The embers of the 2020 election are still burning, but many national political analysts already are looking to the 2022 midterms given the likely knife-edge margins in the U.S. Senate affecting how President-elect Joe Biden will be able to govern.
Nevada will again be front and center in the national political conversation, with Democratic Sen. Catherine Cortez Masto’s Senate seat expected to be one of the top targets for Republicans — Nevada is one of three Democrat-held seats in potentially competitive states (others including New Hampshire and Arizona) up for grabs in 2022.
Cortez Masto hasn’t officially announced her re-election bid and her campaign website is still largely focused on her 2016 race, but the nation's first-ever Latina U.S. Senator quietly filed paperwork with the Federal Election Commission on Dec. 28 indicating that she plans to run for a second term in 2022.
If 2020 is any indication, candidates for competitive U.S. Senate seats are fundraising at higher levels than ever before, meaning candidates including Cortez Masto will have to start preparing for expensive campaigns earlier than ever.
So after four years in office, what do Cortez Masto’s campaign fundraising totals look like heading into the next election cycle?
After ending the 2016 campaign with just $220,000 left in the bank, Cortez Masto has built a substantial cash reserve — more than $2.3 million in cash on hand in her main campaign account, and about $209,000 in her leadership PAC, All for Country.
But she and her future Republican opponent can be expected to raise much more than that — the 2018 U.S. Senate race between Jacky Rosen and Dean Heller saw the candidates raise a cumulative $41 million over the course of the campaign, not including spending from outside groups.
Since taking office in 2017, Cortez Masto has raised roughly $5.4 million in her primary campaign account, which includes $2.9 million raised between 2019 and 2020 and $2.5 million raised between 2017 and 2018. Those totals are below the average amount raised per cycle for U.S. senators, according to numbers tracked by The Center for Responsive Politics, but the average is likely thrown off by senators running for re-election.
Over that same period of time, she reported spending about $3.3 million combined, leaving her with the $2.3 million in cash on hand.
Cortez Masto’s cash on hand total is about a million dollars more than what former Sen. Heller, a Republican, had in his campaign account two years ahead of his ultimately unsuccessful re-election campaign in the 2018 midterms.

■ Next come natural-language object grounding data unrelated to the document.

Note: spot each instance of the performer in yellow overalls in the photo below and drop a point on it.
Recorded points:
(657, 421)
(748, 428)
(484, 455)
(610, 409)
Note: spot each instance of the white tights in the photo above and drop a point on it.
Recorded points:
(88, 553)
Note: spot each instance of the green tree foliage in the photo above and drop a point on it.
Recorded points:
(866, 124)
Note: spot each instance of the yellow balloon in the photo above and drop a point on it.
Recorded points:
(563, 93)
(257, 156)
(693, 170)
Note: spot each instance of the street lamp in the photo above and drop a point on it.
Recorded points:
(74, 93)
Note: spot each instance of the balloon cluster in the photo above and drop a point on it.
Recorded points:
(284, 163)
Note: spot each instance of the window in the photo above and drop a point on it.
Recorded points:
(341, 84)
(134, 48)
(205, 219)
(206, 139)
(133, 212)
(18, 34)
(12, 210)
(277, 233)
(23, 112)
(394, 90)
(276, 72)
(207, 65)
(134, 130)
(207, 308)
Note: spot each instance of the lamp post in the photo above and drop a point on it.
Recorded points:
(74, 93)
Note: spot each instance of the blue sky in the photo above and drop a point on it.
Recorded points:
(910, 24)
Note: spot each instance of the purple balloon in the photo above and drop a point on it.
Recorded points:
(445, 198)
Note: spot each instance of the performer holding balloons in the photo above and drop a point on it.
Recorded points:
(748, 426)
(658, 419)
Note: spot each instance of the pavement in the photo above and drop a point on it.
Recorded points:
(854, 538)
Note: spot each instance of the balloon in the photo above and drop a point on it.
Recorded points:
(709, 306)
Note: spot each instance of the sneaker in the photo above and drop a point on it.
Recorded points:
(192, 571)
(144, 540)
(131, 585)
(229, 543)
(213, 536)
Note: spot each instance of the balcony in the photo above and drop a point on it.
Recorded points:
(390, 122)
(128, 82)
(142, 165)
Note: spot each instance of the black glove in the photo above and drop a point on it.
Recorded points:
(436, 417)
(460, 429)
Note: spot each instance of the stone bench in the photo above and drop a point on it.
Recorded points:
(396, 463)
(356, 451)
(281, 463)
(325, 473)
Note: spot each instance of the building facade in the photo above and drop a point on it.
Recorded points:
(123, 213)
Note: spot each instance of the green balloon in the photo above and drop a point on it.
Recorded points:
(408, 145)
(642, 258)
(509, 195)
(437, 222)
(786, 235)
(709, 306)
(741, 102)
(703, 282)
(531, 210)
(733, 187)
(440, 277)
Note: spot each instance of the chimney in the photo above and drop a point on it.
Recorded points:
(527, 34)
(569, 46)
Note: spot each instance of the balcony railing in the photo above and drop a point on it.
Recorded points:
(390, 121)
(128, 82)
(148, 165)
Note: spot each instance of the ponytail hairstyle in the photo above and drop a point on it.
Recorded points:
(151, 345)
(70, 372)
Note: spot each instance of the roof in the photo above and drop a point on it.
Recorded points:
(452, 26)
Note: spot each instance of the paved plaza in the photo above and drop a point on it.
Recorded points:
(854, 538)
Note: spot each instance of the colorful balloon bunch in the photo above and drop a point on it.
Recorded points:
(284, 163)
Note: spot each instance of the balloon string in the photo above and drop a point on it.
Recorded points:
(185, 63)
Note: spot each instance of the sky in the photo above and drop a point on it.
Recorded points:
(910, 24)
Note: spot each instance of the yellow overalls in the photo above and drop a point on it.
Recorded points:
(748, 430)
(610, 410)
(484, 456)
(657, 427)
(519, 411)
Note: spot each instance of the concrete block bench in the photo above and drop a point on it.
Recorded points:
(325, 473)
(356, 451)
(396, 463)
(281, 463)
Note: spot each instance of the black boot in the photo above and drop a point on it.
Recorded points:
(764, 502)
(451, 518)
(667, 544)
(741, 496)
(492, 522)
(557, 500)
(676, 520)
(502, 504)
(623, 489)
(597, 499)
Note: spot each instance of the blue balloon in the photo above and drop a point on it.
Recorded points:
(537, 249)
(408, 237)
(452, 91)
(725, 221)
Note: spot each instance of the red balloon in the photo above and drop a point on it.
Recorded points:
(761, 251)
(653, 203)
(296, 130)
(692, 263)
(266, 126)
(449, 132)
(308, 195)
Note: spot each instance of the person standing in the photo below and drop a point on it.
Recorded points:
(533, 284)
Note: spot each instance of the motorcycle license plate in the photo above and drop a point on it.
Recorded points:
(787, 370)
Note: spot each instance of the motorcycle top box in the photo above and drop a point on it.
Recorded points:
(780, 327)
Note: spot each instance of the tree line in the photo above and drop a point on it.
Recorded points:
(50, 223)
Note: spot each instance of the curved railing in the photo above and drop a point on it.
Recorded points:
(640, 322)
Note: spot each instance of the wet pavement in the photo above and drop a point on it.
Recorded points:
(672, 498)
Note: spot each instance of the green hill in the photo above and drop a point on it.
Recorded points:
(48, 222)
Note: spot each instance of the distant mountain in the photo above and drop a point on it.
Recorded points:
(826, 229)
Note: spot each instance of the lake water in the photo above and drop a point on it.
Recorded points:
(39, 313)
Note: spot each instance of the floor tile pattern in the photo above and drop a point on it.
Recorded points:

Nevada’s candidate filing deadline is more than a year away, and no high-profile Republican candidates have yet publicly announced intentions of challenging Cortez Masto. Challenges in the state’s last two U.S. Senate races — Democrat Rosen in 2018, and Republican Joe Heck in 2016 — announced their respective candidacies about 18 months before Election Day.
Ultimately, fundraising levels for individual campaigns are just one portion of spending on elections, given the vast influence and spread of Super PACs and so-called “dark money” groups, which run thinly-veiled “issue” ads targeting candidates but are not required to disclose their donors.
In the 2016 Senate race, outside groups reported spending more than $91 million, largely on television and other advertisements supporting or opposing Cortez Masto and Heck. In 2018, outside groups spent $66 million in the state’s U.S. Senate race.
Cortez Masto instead spent much of her political energy on leading the Democratic Senatorial Campaign Committee (DSCC), the formal arm of Senate Democratic candidates. The organization, which Cortez Masto was tapped to lead in 2018, made headlines for substantial fundraising but ultimately saw a net gain of just one Senate seat after defeating incumbents in Arizona and Colorado while losing in Alabama (two Georgia Senate races will be decided in a Jan. 5 runoff election).
Serving as chair of the DSCC, which is part of the Senate Democratic leadership team, could help Cortez Masto raise funds for her 2022 race by introducing her to the Democrats’ national network of donors.
But when asked whether she thinks it will help her in her re-election, Cortez Masto demurred and said she accepted the post because it was good for the state to have a seat at the leadership table.
“It gives me the opportunity to weigh in on behalf of the needs of Nevada with our leadership when we're when we are addressing policy needs or resources,” Cortez Masto said.
Serving on the Senate Finance Committee, which oversees tax and trade policy, will also help her raise campaign dollars. Members of the panel are sought out by all sorts of industries seeking to affect the nation’s tax and trade agenda. Cortez Masto got the post after agreeing to be DSCC chair. Her appointment to the tax panel in 2018 came in addition to serving on the Senate Banking Committee, which also is a beacon for large national donors.“
Winning a seat on the senate tax-writing committee guarantees members that they will attract generous donations from banks, insurance companies, real estate agents, accountants, and securities and investment firms,” according to the Center for Responsive Politics, which tracks congressional fundraising.
Updated at 2:02 p.m. on Monday, Jan. 4, 2021, to correct the amount of cash on hand that former U.S. Sen. Dean Heller had in his campaign account prior to the 2018 election cycle.